Now that you know the basics, you can determine how to link to an affiliate links in blogs.
Step 4: Add Links
Here are a few post ideas that you can add links to for added benefit.
- Product listings. Make a top ten list of products with your own opinion and reviews. Include affiliate links to each product. It’s quick, it’s easy and it’s effective.
- Product reviews. A detailed review of an individual product is a great opportunity to convince users they want that product and is another great chance to add affiliate links in blogs. Make sure your review is not biased; if a product has some drawbacks, don’t ignore them. It hurts your credibility. As an added benefit, you can write a review for each product on your top ten list from above.
- A personal endorsement of a product. This is like a product review but from a more personal point of view. You can safely gush about a product you use, and you can safely include some bias. Chances are you’ll be praising the product you had a good experience using.
- A rant. A rant about a problem you have doesn’t need to include an affiliate link on its own, though it can. The goal is to put the problem in mind for a future post, wherein you link to the product that solves those issues. This is a great way to convince users of the value of the product.

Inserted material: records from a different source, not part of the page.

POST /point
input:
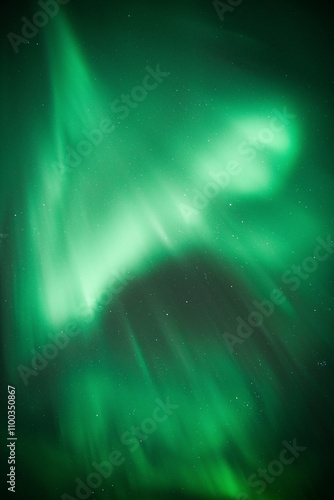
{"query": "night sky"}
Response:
(167, 249)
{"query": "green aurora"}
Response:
(166, 221)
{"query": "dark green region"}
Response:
(167, 251)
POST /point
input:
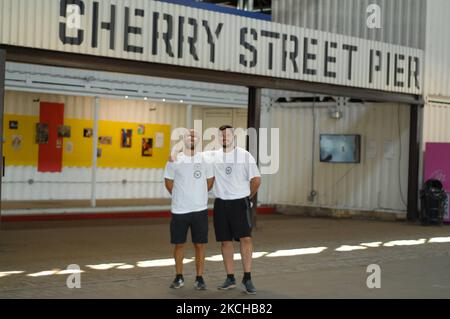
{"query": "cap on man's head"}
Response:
(224, 127)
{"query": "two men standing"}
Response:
(236, 179)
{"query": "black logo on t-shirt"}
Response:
(197, 174)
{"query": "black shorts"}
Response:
(232, 219)
(180, 224)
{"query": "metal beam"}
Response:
(254, 121)
(414, 159)
(2, 111)
(89, 62)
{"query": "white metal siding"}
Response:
(437, 63)
(372, 185)
(36, 24)
(75, 182)
(402, 21)
(437, 122)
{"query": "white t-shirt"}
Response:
(190, 188)
(233, 172)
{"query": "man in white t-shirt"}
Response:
(237, 180)
(188, 179)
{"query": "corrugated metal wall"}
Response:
(74, 182)
(372, 185)
(437, 122)
(437, 57)
(35, 24)
(403, 21)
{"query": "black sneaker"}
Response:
(177, 283)
(249, 288)
(229, 283)
(200, 284)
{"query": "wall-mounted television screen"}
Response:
(340, 148)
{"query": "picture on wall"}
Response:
(141, 129)
(340, 148)
(105, 140)
(63, 131)
(42, 133)
(13, 125)
(126, 136)
(147, 147)
(88, 132)
(16, 142)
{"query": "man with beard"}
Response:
(188, 179)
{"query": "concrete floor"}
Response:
(411, 269)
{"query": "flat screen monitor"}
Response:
(335, 148)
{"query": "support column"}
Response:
(254, 121)
(189, 116)
(2, 111)
(94, 153)
(414, 158)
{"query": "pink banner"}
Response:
(437, 166)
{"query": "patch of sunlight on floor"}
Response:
(350, 248)
(404, 242)
(9, 273)
(297, 252)
(372, 245)
(125, 267)
(236, 256)
(105, 266)
(439, 240)
(161, 262)
(44, 273)
(69, 272)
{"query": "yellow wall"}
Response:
(81, 155)
(27, 154)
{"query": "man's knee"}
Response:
(227, 244)
(179, 246)
(199, 246)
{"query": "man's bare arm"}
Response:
(169, 185)
(255, 182)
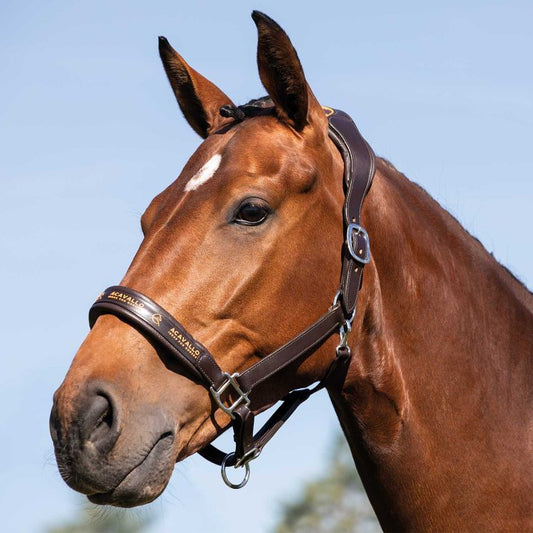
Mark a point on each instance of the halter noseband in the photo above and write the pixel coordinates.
(158, 325)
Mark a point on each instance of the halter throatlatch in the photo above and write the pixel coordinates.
(233, 392)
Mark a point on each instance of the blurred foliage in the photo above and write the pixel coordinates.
(334, 503)
(96, 519)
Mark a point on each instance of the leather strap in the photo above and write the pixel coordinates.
(157, 324)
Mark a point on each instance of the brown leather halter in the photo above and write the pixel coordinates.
(158, 325)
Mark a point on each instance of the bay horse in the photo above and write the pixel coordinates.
(245, 249)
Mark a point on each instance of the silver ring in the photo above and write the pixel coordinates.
(225, 477)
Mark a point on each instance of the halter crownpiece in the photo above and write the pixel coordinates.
(160, 326)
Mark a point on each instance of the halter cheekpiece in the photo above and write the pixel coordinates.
(233, 392)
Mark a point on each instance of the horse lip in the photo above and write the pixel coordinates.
(126, 496)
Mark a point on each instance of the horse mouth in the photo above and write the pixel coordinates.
(145, 481)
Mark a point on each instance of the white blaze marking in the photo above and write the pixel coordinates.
(204, 174)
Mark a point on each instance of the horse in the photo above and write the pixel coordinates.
(245, 249)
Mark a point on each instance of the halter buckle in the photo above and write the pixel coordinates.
(231, 379)
(223, 468)
(360, 254)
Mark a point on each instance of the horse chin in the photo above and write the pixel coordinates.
(145, 482)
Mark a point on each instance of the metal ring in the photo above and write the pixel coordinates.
(225, 477)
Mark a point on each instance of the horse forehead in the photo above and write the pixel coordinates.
(256, 150)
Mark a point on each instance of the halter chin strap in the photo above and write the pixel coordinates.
(232, 392)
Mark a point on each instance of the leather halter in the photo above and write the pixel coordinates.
(158, 325)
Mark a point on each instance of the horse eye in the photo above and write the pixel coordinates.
(251, 214)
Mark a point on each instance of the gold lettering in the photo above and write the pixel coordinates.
(184, 342)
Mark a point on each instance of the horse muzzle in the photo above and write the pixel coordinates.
(95, 457)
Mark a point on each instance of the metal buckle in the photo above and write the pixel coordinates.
(358, 230)
(243, 397)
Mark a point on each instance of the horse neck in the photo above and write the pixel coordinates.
(435, 399)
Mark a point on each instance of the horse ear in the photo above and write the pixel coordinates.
(283, 77)
(199, 99)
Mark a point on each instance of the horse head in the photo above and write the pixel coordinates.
(243, 249)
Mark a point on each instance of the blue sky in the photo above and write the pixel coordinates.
(91, 132)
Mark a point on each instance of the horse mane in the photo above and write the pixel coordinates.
(387, 167)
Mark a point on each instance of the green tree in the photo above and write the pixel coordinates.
(334, 503)
(94, 519)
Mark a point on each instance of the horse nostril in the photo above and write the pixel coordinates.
(99, 425)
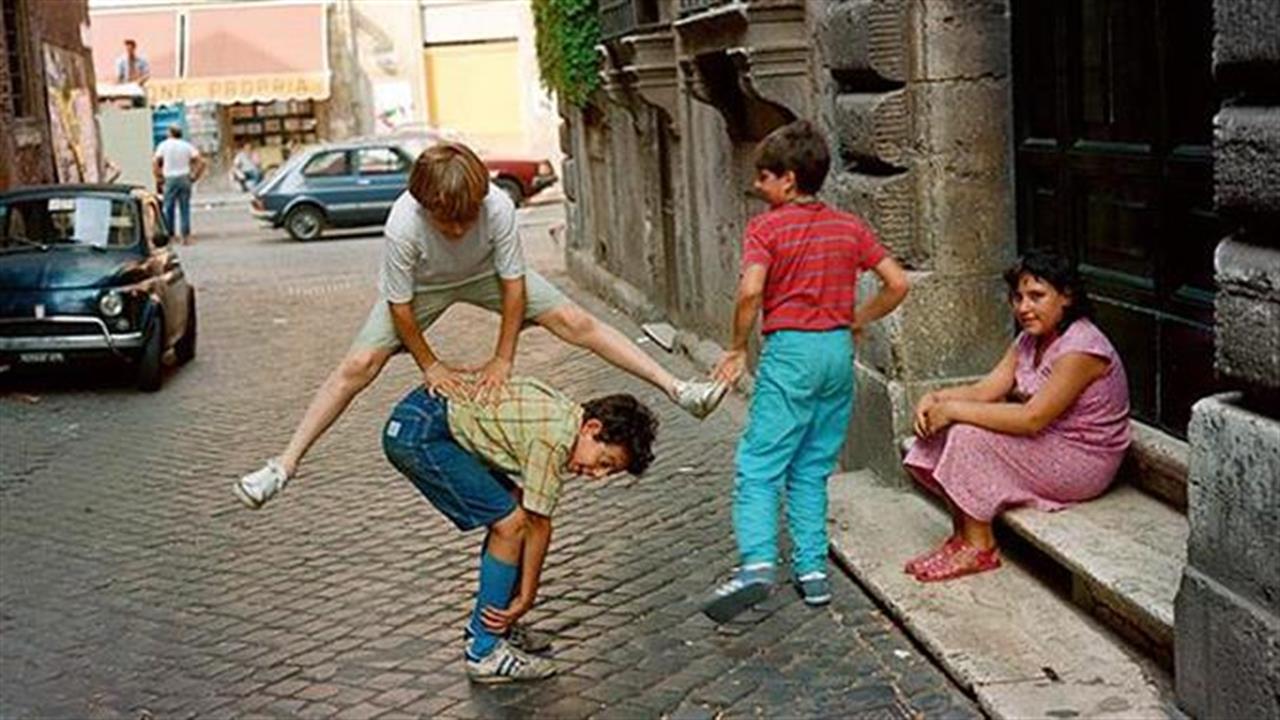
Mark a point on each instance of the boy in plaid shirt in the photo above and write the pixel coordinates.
(501, 465)
(800, 260)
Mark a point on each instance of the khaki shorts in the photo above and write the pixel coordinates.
(429, 304)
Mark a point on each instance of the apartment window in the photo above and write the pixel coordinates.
(16, 49)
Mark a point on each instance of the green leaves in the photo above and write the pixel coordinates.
(567, 35)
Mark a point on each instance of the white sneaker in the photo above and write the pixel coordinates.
(508, 665)
(260, 486)
(699, 397)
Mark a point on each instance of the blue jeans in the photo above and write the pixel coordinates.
(800, 411)
(177, 196)
(417, 442)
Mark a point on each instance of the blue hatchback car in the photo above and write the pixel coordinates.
(355, 183)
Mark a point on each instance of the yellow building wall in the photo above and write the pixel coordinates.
(474, 87)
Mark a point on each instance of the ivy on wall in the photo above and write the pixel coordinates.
(567, 35)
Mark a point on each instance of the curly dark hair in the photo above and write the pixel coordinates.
(627, 423)
(1059, 272)
(796, 146)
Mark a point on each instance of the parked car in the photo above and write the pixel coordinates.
(86, 272)
(355, 183)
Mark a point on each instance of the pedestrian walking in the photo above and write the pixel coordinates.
(132, 67)
(499, 465)
(451, 237)
(801, 260)
(179, 164)
(246, 168)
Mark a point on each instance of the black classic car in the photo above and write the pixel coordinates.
(86, 272)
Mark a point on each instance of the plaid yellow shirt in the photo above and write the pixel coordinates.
(528, 433)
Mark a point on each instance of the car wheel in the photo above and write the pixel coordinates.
(186, 347)
(512, 188)
(150, 360)
(305, 222)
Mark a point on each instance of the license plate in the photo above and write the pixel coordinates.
(41, 358)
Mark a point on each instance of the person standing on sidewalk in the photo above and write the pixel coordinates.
(179, 164)
(801, 259)
(451, 237)
(132, 67)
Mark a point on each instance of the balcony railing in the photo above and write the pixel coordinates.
(622, 17)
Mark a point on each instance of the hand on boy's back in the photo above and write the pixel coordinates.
(490, 377)
(730, 367)
(444, 381)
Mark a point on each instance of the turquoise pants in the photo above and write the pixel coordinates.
(800, 410)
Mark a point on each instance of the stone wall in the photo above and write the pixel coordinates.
(1228, 610)
(923, 123)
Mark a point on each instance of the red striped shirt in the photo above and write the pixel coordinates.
(813, 255)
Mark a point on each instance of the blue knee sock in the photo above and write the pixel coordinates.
(497, 582)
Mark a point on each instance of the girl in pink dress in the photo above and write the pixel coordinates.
(1047, 427)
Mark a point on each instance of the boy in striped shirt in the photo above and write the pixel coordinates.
(501, 465)
(800, 260)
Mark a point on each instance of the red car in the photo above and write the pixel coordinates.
(521, 178)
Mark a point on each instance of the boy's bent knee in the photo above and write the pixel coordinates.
(513, 527)
(361, 367)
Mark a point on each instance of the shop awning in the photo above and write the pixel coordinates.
(231, 53)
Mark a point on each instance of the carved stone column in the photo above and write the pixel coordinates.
(1226, 633)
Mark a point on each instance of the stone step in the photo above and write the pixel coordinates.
(1125, 552)
(1157, 464)
(1020, 648)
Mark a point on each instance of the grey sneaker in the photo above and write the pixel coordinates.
(528, 639)
(522, 638)
(699, 397)
(814, 588)
(260, 486)
(745, 588)
(508, 665)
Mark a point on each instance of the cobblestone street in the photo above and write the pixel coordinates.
(133, 584)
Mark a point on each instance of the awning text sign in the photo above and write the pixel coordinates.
(240, 89)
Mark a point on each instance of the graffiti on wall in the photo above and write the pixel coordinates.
(72, 124)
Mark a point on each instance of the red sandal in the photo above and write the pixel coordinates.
(968, 560)
(931, 556)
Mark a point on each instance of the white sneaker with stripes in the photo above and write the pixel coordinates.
(508, 665)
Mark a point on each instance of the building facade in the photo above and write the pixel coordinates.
(963, 131)
(967, 131)
(48, 122)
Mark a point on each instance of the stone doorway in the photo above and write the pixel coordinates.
(1112, 139)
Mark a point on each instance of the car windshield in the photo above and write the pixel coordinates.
(67, 220)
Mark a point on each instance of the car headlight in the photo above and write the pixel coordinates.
(110, 304)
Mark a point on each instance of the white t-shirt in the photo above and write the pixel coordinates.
(176, 155)
(416, 256)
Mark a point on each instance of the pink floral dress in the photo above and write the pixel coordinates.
(1074, 459)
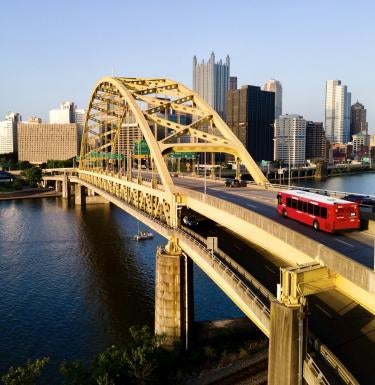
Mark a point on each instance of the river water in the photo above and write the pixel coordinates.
(72, 280)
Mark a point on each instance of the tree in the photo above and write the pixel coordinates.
(25, 375)
(32, 175)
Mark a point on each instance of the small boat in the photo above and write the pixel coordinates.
(142, 235)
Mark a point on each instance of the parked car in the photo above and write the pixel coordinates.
(189, 221)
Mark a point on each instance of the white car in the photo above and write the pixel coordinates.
(189, 221)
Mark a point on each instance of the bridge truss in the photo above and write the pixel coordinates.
(161, 117)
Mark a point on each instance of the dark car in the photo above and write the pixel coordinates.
(357, 198)
(235, 183)
(189, 221)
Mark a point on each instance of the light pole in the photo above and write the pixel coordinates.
(205, 180)
(289, 159)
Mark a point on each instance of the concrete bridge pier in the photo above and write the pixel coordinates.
(286, 345)
(58, 185)
(65, 187)
(174, 309)
(79, 194)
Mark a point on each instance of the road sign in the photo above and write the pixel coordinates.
(141, 148)
(182, 155)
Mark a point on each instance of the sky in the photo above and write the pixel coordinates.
(52, 51)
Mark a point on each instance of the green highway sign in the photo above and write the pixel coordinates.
(141, 148)
(182, 155)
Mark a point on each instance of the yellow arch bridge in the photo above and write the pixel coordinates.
(135, 131)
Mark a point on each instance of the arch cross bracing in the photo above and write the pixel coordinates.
(160, 117)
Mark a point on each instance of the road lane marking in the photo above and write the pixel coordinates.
(329, 315)
(345, 243)
(250, 205)
(271, 270)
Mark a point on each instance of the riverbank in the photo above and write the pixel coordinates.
(29, 194)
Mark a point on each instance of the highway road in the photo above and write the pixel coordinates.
(341, 324)
(345, 327)
(357, 245)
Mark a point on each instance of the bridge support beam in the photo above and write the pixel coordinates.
(79, 194)
(174, 309)
(286, 351)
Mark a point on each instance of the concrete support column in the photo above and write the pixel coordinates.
(65, 187)
(173, 294)
(79, 194)
(286, 349)
(58, 186)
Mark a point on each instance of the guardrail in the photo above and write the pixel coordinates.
(337, 366)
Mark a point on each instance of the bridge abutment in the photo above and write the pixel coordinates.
(174, 309)
(285, 345)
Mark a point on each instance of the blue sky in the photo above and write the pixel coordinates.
(52, 51)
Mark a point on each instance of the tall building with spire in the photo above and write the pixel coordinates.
(337, 112)
(276, 87)
(358, 121)
(211, 82)
(8, 133)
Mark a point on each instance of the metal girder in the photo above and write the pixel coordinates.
(298, 282)
(130, 97)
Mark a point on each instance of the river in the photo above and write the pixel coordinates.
(72, 280)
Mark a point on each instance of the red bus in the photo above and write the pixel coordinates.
(319, 211)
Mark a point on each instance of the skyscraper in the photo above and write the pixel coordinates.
(40, 142)
(250, 115)
(69, 113)
(290, 139)
(358, 119)
(8, 133)
(232, 83)
(315, 141)
(276, 87)
(337, 112)
(211, 82)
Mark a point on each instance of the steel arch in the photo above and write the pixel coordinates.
(156, 104)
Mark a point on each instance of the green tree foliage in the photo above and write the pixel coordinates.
(25, 375)
(32, 175)
(139, 362)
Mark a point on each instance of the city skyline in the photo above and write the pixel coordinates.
(52, 58)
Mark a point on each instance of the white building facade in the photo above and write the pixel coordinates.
(8, 133)
(69, 113)
(337, 112)
(276, 87)
(290, 139)
(211, 82)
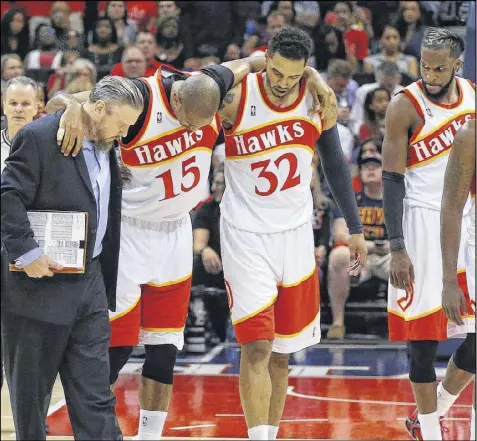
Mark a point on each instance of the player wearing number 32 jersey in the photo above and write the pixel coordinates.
(168, 155)
(266, 234)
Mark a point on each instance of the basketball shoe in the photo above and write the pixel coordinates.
(413, 426)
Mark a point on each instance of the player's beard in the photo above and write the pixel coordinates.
(442, 93)
(100, 143)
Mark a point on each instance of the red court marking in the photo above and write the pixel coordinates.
(198, 399)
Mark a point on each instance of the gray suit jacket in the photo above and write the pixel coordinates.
(39, 177)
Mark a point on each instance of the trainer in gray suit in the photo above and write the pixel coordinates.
(58, 323)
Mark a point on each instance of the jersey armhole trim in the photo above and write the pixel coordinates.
(146, 119)
(241, 108)
(416, 105)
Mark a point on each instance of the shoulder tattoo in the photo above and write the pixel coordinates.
(228, 99)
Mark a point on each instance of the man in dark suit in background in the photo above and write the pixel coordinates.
(58, 323)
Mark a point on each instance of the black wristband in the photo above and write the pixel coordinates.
(397, 244)
(393, 196)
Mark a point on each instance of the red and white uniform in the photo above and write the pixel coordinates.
(470, 248)
(418, 314)
(170, 168)
(266, 233)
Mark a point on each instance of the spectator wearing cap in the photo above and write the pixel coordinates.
(257, 44)
(387, 76)
(170, 48)
(370, 205)
(218, 29)
(133, 62)
(375, 106)
(411, 23)
(15, 33)
(46, 54)
(105, 50)
(66, 37)
(146, 43)
(390, 43)
(11, 66)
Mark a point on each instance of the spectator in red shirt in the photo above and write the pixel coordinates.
(259, 41)
(356, 40)
(133, 62)
(375, 106)
(146, 43)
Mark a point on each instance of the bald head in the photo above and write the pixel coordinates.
(200, 96)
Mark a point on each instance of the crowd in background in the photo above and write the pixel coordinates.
(366, 50)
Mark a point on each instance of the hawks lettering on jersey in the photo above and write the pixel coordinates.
(430, 145)
(169, 164)
(168, 146)
(268, 167)
(438, 142)
(270, 136)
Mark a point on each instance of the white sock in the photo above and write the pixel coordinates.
(272, 432)
(430, 426)
(472, 425)
(151, 423)
(258, 432)
(444, 399)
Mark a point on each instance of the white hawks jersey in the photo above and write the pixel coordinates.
(430, 145)
(268, 166)
(471, 223)
(169, 164)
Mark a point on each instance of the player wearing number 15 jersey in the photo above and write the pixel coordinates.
(266, 234)
(168, 155)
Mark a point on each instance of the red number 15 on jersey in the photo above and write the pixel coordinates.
(188, 168)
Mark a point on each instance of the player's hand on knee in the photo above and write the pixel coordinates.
(211, 261)
(125, 173)
(41, 267)
(358, 254)
(71, 130)
(453, 302)
(402, 270)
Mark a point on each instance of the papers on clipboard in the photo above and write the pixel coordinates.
(61, 235)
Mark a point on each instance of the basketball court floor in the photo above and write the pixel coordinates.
(347, 392)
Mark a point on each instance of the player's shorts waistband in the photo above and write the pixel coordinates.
(163, 225)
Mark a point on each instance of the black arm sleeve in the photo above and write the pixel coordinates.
(394, 191)
(339, 179)
(222, 75)
(20, 180)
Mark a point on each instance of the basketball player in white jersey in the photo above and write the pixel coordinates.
(421, 122)
(266, 233)
(458, 183)
(168, 152)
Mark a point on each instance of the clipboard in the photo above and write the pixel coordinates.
(62, 236)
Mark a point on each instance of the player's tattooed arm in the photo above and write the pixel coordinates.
(228, 110)
(457, 183)
(244, 66)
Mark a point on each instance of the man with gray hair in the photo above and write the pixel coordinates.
(20, 105)
(55, 321)
(387, 76)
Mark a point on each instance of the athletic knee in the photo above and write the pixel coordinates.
(339, 259)
(159, 363)
(118, 357)
(279, 361)
(464, 356)
(422, 358)
(257, 352)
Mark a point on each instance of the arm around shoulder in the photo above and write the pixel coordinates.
(20, 181)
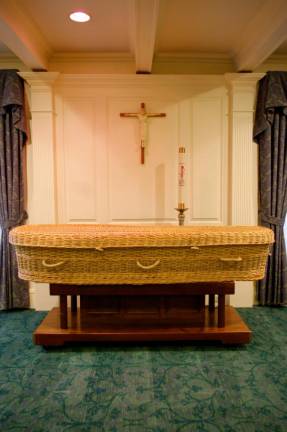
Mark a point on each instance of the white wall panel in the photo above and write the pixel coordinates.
(79, 160)
(208, 160)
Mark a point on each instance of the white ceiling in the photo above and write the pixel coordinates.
(245, 31)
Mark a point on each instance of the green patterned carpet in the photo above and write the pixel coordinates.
(153, 388)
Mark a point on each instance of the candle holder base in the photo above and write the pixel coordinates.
(181, 215)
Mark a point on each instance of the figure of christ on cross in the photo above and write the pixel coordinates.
(143, 116)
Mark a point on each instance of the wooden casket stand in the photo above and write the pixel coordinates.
(162, 312)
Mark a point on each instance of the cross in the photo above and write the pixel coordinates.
(143, 116)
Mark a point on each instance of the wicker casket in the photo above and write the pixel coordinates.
(140, 254)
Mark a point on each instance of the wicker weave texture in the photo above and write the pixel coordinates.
(142, 265)
(130, 236)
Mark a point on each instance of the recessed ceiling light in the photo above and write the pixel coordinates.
(80, 17)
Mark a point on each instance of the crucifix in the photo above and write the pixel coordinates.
(143, 116)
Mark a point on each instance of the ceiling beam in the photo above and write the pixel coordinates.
(262, 36)
(143, 25)
(21, 35)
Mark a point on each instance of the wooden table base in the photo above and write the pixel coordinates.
(49, 332)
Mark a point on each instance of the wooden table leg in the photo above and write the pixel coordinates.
(221, 310)
(211, 302)
(73, 303)
(63, 312)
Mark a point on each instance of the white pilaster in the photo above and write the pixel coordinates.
(41, 204)
(243, 164)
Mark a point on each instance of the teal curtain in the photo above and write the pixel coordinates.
(271, 135)
(13, 291)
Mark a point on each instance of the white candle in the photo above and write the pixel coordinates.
(181, 176)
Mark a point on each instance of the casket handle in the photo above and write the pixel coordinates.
(139, 264)
(235, 259)
(45, 264)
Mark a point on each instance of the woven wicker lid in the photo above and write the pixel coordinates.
(107, 236)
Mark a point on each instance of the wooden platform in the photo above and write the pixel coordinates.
(91, 329)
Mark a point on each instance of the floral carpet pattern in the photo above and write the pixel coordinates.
(150, 388)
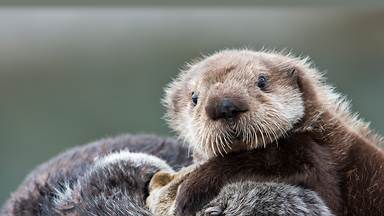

- An interview. If you have the atmosphere on your blog, you can snag an interview with the creator of the product you’re promoting. This gets some insight other sites don’t have, and it is a natural way to advertise the product.
These are all guidelines for new posts. When you’re first starting out, what you should do is go back through your previous posts, particularly the most popular posts, and find places to include affiliate links in blogs.
These articles already have traffic, they’re already indexed on Google and they already have incoming links. A quick edit to add a way to make money is natural.
Step 5: Alleviate Fears
Many bloggers new to affiliate marketing are hesitant to dive in out of the worry that their readers will accuse them of trying to make a quick buck. The key to avoiding this issue is simple, and it’s something you should be doing already; provide value to your audience.
It’s part of powerful SEO, it’s part of Google’s webmaster guidelines and it’s a way to avoid such accusations. If your articles are valuable and interesting on their own, including an affiliate link can’t be judged poorly.
Another common fear is that you’re selling your user’s privacy with affiliate links. In a way, that’s exactly what you’re doing, so it’s an understandable fear. What you should do is include a privacy policy on your site that states your use of cookies and affiliate links, in addition to your affiliate disclosure.
Conclusion –
Honesty and value are the best policies when it comes to affiliate links. Affiliate marketing gained a reputation over the years due to shady marketers, cloaked links, and blog networks populated with robotic content and moneymaking links.
All of these tactics are best avoided in modern affiliate marketing. For you and your blog, a full disclosure, an honest presentation of your affiliate links, and a valuable stream of content to monetize is the foundation of ongoing value.